Thanks to a poll on my Twitter back in November, my wonderful followers decided that I should publish a blog post and film a vlog every day for the entirety of December!
So welcome to December 15th…
Today is all about my collaboration with one very special brand on Etsy, in this post I’ll be reviewing the products they sent to me and on December 23rd you can enter a competition to win these products and the remaining three that I’ll be reviewing every other day this month!
I thought for a while about what I’d write on this post and initially, I thought I’d talk about the stigma of mental health meaning that myself – and lots of others – keep it secret and try to hide things when we’re struggling. And then I realized I wrote about that like, seven posts ago and I groaned at the thought of having to create new content for a further ten days!
So, instead, I’ll be talking about each of the three slogans on the Colour Your Life Club badges you can win in the competition…
‘It’s ok not to be ok’
I think that especially at this time of year there’s a lot of pressure on people to be ok and to enjoy the most festive time of the year; but actually, it can be a particularly difficult time for a lot of people. The happiness and buzz of Christmas can sometimes be overwhelming and seeing everyone else have so much fun and be happy can seem to magnify just how much you’re struggling.
The staff on the psychiatric ward were always careful when it was Christmas time and made sure that those of us who enjoyed the time were able to do as many ‘normal’ festive activities as possible e.g. putting up a Christmas tree, dancing to Christmas music, and drinking non-alcoholic mulled wine. At the same time, they avoided pushing the entire thing down the throats of those who didn’t care about the holiday.
It’s not just about Christmas though; the stigma and assumptions around mental health have people reluctant to talk about their feelings all year round! I think that a lot of people (I know because I used to be one of them) are afraid they’ll be seen by others as being ‘weak’ or ‘crazy’ if they talk about struggling with their mental health. So, instead, people keep quiet; they struggle in silence, hide their cuts, and start keeping secrets. They don’t get help or support and things get worse until the worst happens or someone realizes.
I won’t lie, I don’t think Anxiety is something I’ve really had to cope with – at least not in the way I’ve seen others struggle with it. For that reason, I asked Heather to write a little something: “Anxiety has been there as long as I can remember, even when well its presence lurks in the background. It’s the doubt that you switched the straighteners off, did you lock the door? To the fear that something terrible is about to happen to your loved ones, the need to leave for an event over an hour early in case there’s traffic or you get lost even though you’ve been there a million times before. It’s caring too much about everything. It’s worrying that no one could possibly love you, that one day someone is going to realize they’ve made a mistake and take your degree that you worked so hard for away. It’s the inability to go to events alone, even to walk the dog alone. It’s a nervous built up energy that comes out in an annoying leg shake, nail biting, skin picking...It’s the thing that makes you seem like an extrovert when inside you’re breaking.

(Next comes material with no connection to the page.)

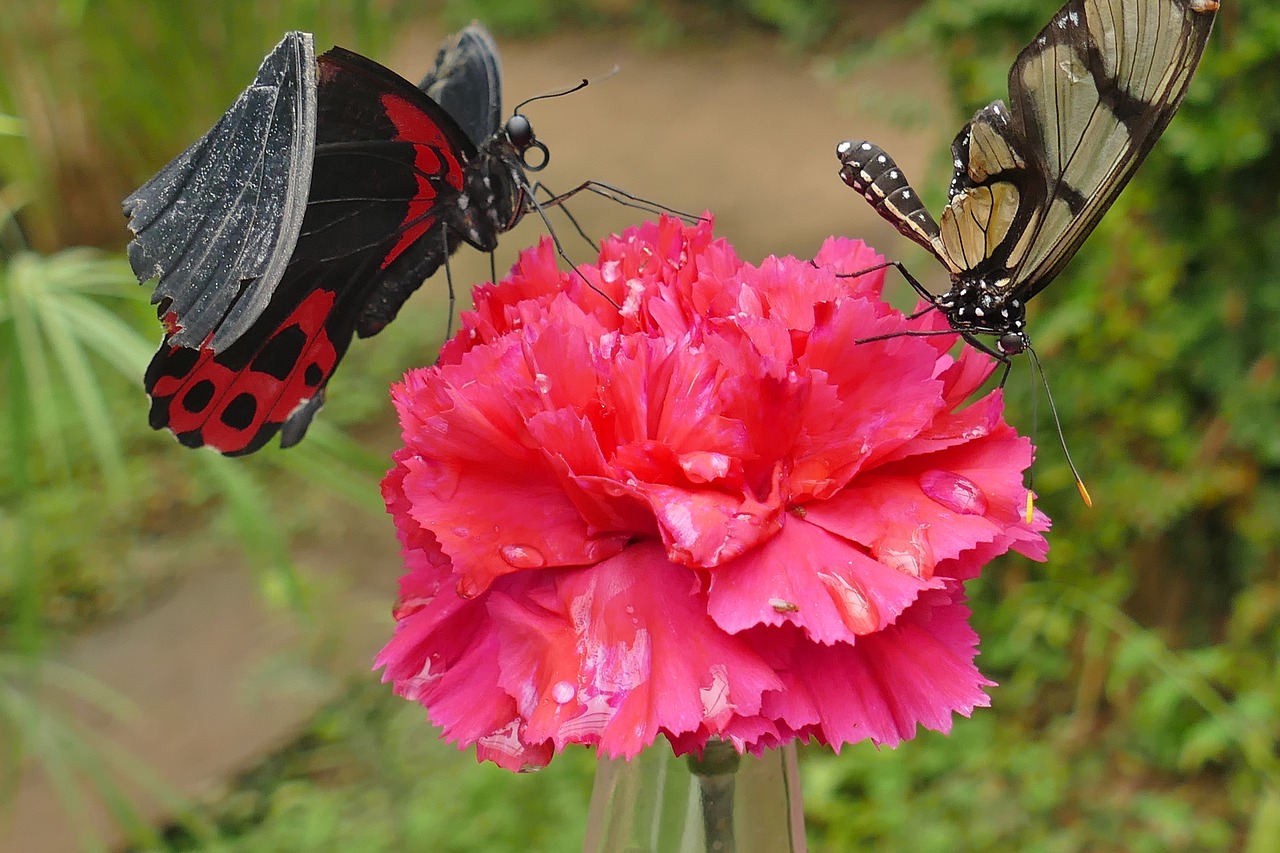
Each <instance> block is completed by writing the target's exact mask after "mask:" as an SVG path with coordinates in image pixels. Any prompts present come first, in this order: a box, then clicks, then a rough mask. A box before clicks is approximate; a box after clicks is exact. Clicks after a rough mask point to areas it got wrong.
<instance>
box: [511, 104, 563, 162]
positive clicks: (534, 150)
mask: <svg viewBox="0 0 1280 853" xmlns="http://www.w3.org/2000/svg"><path fill="white" fill-rule="evenodd" d="M503 133H504V134H506V137H507V141H508V142H509V143H511V147H513V149H515V150H516V154H518V155H520V163H521V165H524V167H525V169H527V170H529V172H541V170H543V169H545V168H547V164H548V163H550V159H552V152H550V151H548V150H547V146H545V145H543V143H541V142H539V141H538V137H535V136H534V126H532V124H530V122H529V119H527V118H525V117H524V115H522V114H520V113H516V114H515V115H512V117H511V118H509V119H507V126H506V127H504V128H503ZM531 150H532V151H538V154H539V156H538V158H536V159H532V160H531V159H530V156H529V152H530V151H531Z"/></svg>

Anxiety has cost me career choices, friendships; were it not for anxiety my life would have an incredibly different landscape right now. Sometimes I mourn the me that would’ve been. Sometimes I’m grateful because, whilst challenging, this life has afforded me some good opportunities. Then our good old friend anxiety creeps in and it’s time to worry which of those options are right.”

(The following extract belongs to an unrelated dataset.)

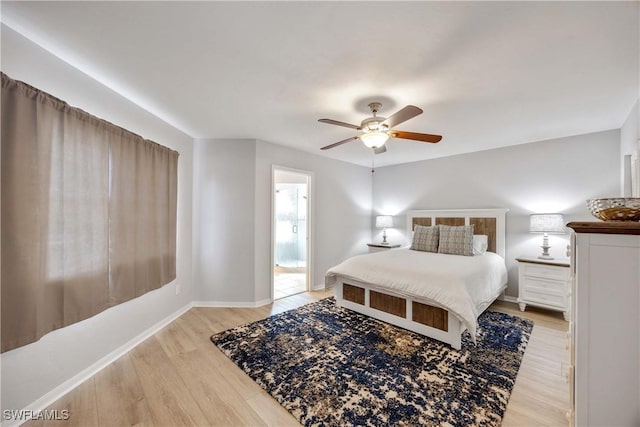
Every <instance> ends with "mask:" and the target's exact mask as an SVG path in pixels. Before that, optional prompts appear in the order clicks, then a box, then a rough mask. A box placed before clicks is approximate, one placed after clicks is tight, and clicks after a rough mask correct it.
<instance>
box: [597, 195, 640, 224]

‘I have an invisible illness’
I think that this is said a lot in comparison to the supposed visibility of a physical illness, but that isn’t what this badge says – it makes no reference to physical health so I won’t get on a tangent about when the comparison is being made! I think that the statement is most effective when it is just that; a statement and not a comparison.
I think that saying mental health can be invisible can be argued in so far as considering self-harm or suicide attempts but really, what’s invisible is the actual mental suffering you’re going through and it’s the motivation behind a lot of self-harm because people become desperate to show their mental pain that they try to express it on the outside instead.